Often the need for healing of injuries led to exploration of why an injury happened and how that is related to a movement or even a style. Many things are dangerous to the body out of context of a complete training; each element has to be examined in terms of spinal alignment, musculature, skeletal articulation, etc. and related to concepts of centre and energy.
Dance & Music
For my solo work I select music from what I hear or allow it to evolve from sessions with musicians/composers. In group pieces, such as Thirsting River, I worked along with the composer and the musicians, using images and ideas. I look for certain qualities in music, to create atmosphere or emotions or characters.
Creative Works
Thirsting River was my first full group-piece. This is what won for me the Time Out/Dance Umbrella award in London in 1992. It was about process- from structure and symmetry to flow and continuity; from empty ritual to collective individualism, through strife, pain and shallow social custom. I hoped it would be a process of discovery for the dancers as well. I have co-directed several works with my mother: Tomari Matir Kanya, Chitrangada, War Drums (as assistant); Tasher Desh, Birds of Fire, Aranya Amrita, Charoiveti (as associate and co-choreographer).
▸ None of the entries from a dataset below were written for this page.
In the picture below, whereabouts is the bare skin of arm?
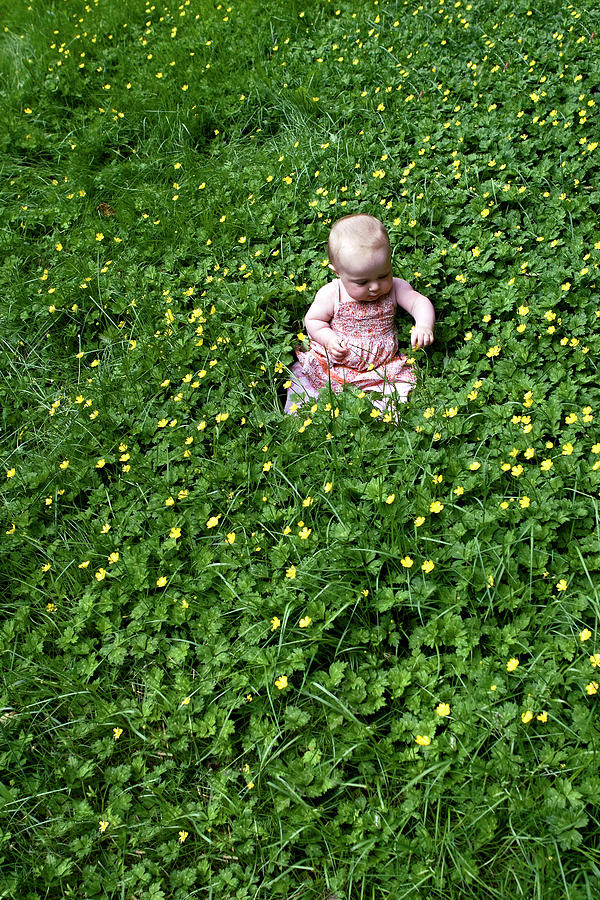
[304,297,348,363]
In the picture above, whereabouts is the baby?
[285,213,435,412]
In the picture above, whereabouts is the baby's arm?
[394,278,435,348]
[304,289,348,363]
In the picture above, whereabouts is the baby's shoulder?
[315,278,340,302]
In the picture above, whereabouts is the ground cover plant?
[0,0,600,900]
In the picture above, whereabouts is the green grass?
[0,0,600,900]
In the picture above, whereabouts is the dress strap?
[333,278,342,316]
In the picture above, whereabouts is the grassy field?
[0,0,600,900]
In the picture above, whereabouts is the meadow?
[0,0,600,900]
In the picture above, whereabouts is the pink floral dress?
[285,278,416,412]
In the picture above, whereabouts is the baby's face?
[331,247,393,302]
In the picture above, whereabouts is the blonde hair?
[327,213,390,266]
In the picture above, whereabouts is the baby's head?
[327,213,392,300]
I collaborated with voice-actor Gilles Petit in Paris in producing a solo item, in 1986. I choreographed some short pieces during 1986-90. In 1992, I composed Gangavataran. Fable for La Gran Sabana, begun in 1991, went through three different versions before arriving at the present piece in 1994. The last is a simple “magic realist" narrative dealing with basic human feelings and archetypes. A word on the narrative. I feel this is the oldest form of creative communication in the world. I relate the narrative to the deep psyche of humankind, and find strength in the model of the female storyteller- - from the shaman of tribal societies to my own grandmother.
Approach to Creative Work I tend to work in isolation, even for group items. But when working with a group I try to offer situations for improvisation, to combine “choreographing with" with "choreographing on". Most of what I do emerges basically from meditation. At present I am exploring the aspect of improvising during performance, within a certain frame/structure. I like the challenge of not knowing what's going to happen, the immediacy of “having to be there" totally.